BOSTON (CBS) – Across Boston, the first-day-of-school jitters set in, as students headed back to school without setting foot in the buildings. Superintendent Brenda Cassellius told WBZ-TV, even with the challenges of remote learning, so far, so good.
"We all feel a little scared for today and it's a little bit different, and there is a little bit of anxiety that we're all feeling. We just want to let the kids know that if they need help we have support for them as well. We have our counselors and social workers standing by to support our students with any needs that they have whether it's navigating this new normal or whether is something else more personal to them," Cassellius said.
Erica Crowley read the rules on her daughter's first-grade classroom webpage to WBZ-TV. "Raise your hand to talk, listening, no eating during class, have fun and do your best," she said.
Her daughter Violet wished she could be in a class with other kids. "I want to go back to school," she said.
Tens of thousands of Boston families are navigating the same challenges.
Boston continues to distribute free lunches, and Monday some backpacks went out as well. Even though the City distributed more than 32,000 Chromebooks to families, some were still waiting when remote classes started. "I still didn't get it," said Ariana Ramon, from East Boston. "Maybe tomorrow," added her father.
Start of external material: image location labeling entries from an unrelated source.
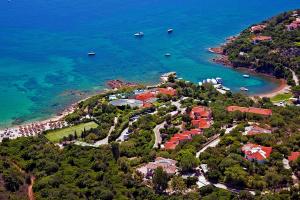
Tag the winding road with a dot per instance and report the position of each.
(295, 77)
(100, 142)
(156, 131)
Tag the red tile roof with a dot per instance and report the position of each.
(147, 105)
(145, 96)
(170, 145)
(262, 38)
(201, 123)
(179, 137)
(167, 91)
(258, 28)
(256, 152)
(294, 156)
(259, 111)
(200, 112)
(254, 130)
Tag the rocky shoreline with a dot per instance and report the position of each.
(222, 59)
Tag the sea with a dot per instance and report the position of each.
(44, 65)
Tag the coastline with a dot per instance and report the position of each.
(282, 88)
(222, 59)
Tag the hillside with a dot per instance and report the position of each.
(189, 119)
(270, 47)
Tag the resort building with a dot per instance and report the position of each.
(258, 111)
(201, 117)
(200, 112)
(261, 38)
(255, 130)
(201, 123)
(254, 152)
(294, 25)
(257, 28)
(150, 96)
(127, 102)
(146, 96)
(294, 156)
(167, 91)
(181, 137)
(168, 165)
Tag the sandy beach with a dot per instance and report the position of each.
(283, 88)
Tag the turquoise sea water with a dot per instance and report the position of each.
(44, 45)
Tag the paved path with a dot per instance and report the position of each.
(121, 138)
(295, 78)
(156, 131)
(100, 142)
(178, 106)
(105, 140)
(212, 143)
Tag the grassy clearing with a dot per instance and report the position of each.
(281, 97)
(57, 135)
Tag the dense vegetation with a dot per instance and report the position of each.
(108, 172)
(275, 57)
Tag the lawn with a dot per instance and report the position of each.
(57, 135)
(281, 97)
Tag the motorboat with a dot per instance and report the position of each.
(219, 80)
(226, 88)
(139, 34)
(244, 89)
(91, 53)
(170, 30)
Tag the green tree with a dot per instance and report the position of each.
(178, 184)
(187, 161)
(296, 90)
(115, 148)
(236, 176)
(160, 180)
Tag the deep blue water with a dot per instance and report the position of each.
(44, 45)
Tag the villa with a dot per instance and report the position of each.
(261, 38)
(167, 91)
(181, 137)
(254, 152)
(201, 123)
(257, 28)
(255, 130)
(127, 102)
(168, 165)
(294, 25)
(145, 97)
(294, 156)
(200, 112)
(150, 96)
(201, 117)
(258, 111)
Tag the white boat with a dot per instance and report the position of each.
(219, 80)
(214, 81)
(226, 88)
(91, 53)
(139, 34)
(244, 89)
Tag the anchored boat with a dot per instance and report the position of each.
(139, 34)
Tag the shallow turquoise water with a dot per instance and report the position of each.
(44, 45)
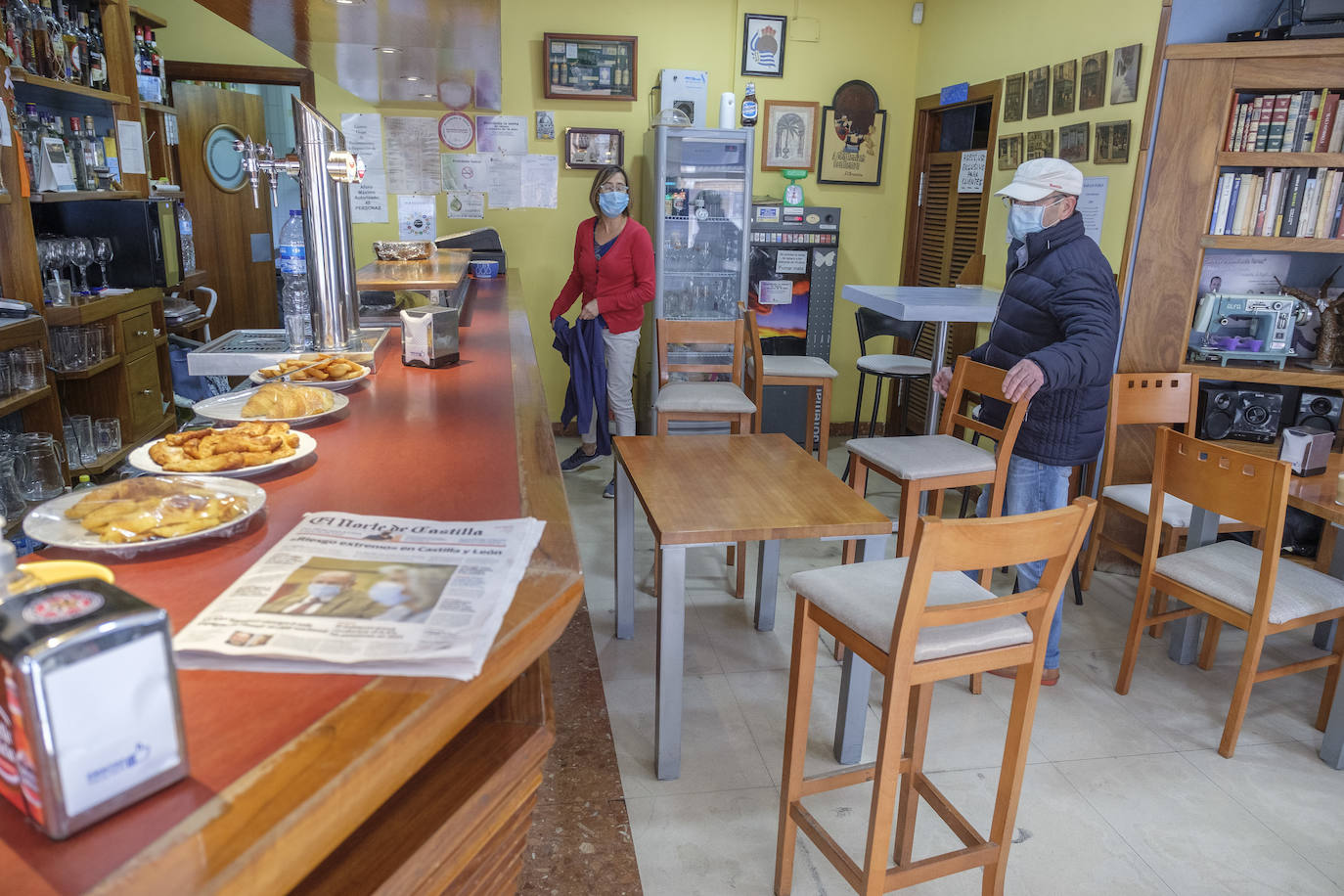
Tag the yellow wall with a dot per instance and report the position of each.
(872, 39)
Staff handed Chromebooks out at the Donald McKay School last week. The district is still waiting for 20,000 Chromebooks to be delivered. Officials said they're expecting shipments over the next few weeks.
Some schools have also put together learning kits. Students at the Eliot School in the North End picked them up last week. They include schedules and supplies for their first day.
All students are starting the year online. On October 1, the option of hybrid learning can begin for students with the highest needs. In mid-October, optional hybrid learning may begin for the youngest students. Middle school and high school students won't begin hybrid learning until November.
"There is absolutely no rush. Obviously we are working furiously to get the buildings ready by October 1st, but like the mayor said and I've said multiple times, if we're not ready or this virus throws us a curveball, we will not open unless it is safe to do so," said Cassellius.
Mayor Marty Walsh tweeted a message to the Boston Public Schools community.
"To all of the students out there please know that it's OK to feel nervous or uncertain. Nothing about 2020 has felt normal," Walsh said. "But remember that your city, and your mayor, have your back and we're here for you."